Optimization of Metamaterial-enabled Antennas
Open Access
- Author:
- Binion, John
- Graduate Program:
- Electrical Engineering
- Degree:
- Doctor of Philosophy
- Document Type:
- Dissertation
- Date of Defense:
- June 14, 2021
- Committee Members:
- Michael Lanagan, Outside Unit & Field Member
Douglas Werner, Chair & Dissertation Advisor
Julio Urbina, Major Field Member
Victor Pasko, Major Field Member
Kultegin Aydin, Program Head/Chair - Keywords:
- Metamaterials
Metasurface
Antenna
Global Optimization - Abstract:
- Metamaterial-enabled antennas have been shown to achieve unprecedented performance enhancements in terms of gain, efficiency, and size reduction, when compared to traditional antenna designs. Here, the unique properties of metamaterials are harnessed to improve two antenna systems: the short backfire antenna (SBFA), and the electronically scanned array (ESA). Though the conventional SBFA is compact and achieves relatively high gain, its versatility is limited by a narrow bandwidth, circular geometry, and moderate aperture efficiency. A new, hexagonal SBFA with metasurface-lined walls has been developed to address these shortcomings. The metasurfaces are anisotropic and dispersive, enabling high aperture efficiency and low cross-polarization at two frequency bands, greatly extending the functionality of this antenna, and increasing its suitability for a wide variety of applications. A circular, dual-band A-SBFA is then optimized to perform at 100% aperture efficiency over a wide range of aperture sizes. The A-SBFA is further augmented with tunable-metasurfaces that enable beam steering in both planes. In the case of a conventional ESA, lossy and costly feed networks are typically required, and the element spacing must not exceed λ/2 to avoid the creation of grating lobes. Additionally, for arrays with high-gain antenna elements, significant scan-loss can occur when steering to wider angles as the steered beam follows the envelope of the embedded element pattern.
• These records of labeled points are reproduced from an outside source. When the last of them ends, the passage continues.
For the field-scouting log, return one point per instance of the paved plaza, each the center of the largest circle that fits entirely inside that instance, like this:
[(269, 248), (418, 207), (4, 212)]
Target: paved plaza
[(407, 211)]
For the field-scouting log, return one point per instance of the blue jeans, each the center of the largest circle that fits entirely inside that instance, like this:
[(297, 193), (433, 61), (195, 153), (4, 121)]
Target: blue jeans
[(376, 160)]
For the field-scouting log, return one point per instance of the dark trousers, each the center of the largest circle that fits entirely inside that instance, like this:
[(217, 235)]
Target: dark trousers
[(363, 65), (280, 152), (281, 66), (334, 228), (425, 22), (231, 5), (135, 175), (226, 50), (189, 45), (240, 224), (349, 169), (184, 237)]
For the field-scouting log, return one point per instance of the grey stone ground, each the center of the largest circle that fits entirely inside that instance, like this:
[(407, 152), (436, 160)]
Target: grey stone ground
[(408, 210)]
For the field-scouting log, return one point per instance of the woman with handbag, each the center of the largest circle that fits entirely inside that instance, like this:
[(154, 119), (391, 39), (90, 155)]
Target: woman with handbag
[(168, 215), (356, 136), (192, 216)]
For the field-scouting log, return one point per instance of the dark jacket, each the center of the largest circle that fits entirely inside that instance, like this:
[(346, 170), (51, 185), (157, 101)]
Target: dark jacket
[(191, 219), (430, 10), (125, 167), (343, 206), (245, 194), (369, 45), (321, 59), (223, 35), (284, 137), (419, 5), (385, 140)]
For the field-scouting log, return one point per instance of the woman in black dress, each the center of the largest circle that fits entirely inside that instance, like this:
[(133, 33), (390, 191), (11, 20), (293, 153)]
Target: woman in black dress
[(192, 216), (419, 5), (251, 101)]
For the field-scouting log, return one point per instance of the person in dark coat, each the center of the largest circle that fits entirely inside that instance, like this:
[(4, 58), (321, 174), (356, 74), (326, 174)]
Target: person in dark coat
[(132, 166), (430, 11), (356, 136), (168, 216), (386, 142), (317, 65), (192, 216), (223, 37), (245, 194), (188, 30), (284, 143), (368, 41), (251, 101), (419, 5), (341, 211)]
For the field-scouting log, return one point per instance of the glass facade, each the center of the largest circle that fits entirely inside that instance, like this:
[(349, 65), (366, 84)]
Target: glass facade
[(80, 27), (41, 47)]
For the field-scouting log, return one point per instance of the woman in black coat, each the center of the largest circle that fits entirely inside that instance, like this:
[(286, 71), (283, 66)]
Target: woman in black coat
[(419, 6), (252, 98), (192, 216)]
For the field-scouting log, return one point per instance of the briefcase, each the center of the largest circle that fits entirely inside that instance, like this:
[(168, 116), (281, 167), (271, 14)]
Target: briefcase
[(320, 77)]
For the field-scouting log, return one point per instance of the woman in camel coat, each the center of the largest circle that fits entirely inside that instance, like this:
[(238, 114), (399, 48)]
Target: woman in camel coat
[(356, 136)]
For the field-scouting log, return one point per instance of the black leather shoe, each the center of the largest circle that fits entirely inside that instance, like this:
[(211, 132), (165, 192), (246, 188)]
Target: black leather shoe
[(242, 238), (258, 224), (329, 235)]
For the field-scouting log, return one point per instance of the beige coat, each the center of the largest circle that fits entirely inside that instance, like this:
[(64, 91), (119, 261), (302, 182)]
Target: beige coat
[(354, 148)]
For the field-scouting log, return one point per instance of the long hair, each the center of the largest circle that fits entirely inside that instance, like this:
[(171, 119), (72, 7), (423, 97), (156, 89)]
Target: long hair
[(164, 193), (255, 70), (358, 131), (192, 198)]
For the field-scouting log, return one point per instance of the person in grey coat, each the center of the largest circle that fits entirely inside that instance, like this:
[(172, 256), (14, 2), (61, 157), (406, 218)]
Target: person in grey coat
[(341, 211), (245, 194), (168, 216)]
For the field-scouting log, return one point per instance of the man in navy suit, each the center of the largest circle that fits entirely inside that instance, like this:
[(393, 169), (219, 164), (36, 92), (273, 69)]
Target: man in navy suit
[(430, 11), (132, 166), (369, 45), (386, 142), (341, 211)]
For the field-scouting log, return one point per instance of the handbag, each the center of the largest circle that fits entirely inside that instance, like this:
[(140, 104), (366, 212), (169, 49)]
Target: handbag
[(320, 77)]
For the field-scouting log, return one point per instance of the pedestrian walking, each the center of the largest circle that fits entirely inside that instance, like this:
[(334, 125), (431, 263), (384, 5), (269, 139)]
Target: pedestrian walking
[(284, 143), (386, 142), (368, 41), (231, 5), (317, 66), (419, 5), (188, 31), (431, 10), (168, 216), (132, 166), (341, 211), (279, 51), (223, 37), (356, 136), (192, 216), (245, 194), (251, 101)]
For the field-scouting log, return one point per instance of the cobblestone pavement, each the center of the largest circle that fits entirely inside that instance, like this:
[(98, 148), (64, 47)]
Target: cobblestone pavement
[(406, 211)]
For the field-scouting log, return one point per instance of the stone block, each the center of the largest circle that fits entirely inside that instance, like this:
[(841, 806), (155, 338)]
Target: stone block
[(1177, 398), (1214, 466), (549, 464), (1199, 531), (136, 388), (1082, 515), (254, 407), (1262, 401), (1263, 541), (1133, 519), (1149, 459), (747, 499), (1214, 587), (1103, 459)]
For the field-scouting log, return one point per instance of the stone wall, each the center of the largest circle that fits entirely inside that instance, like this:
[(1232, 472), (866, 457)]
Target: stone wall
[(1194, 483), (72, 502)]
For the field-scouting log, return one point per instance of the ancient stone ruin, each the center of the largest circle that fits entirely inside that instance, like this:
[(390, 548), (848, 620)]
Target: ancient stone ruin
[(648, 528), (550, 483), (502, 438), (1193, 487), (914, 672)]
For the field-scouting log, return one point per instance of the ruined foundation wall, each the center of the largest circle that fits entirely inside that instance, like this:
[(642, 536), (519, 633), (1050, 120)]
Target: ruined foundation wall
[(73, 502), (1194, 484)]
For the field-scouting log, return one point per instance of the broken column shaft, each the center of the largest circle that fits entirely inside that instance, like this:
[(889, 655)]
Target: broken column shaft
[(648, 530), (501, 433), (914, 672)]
A metamaterial lens (metalens) is optimized to transform the embedded element pattern of a sparse array into a flat-top pattern, enabling two-dimensional beam steering with greatly increased gain, suppressed grating lobes, and reduced scan loss, allowing for cheaper, more efficient, and simpler ESA designs. These results demonstrate the ability of metamaterials to transform practical antenna systems.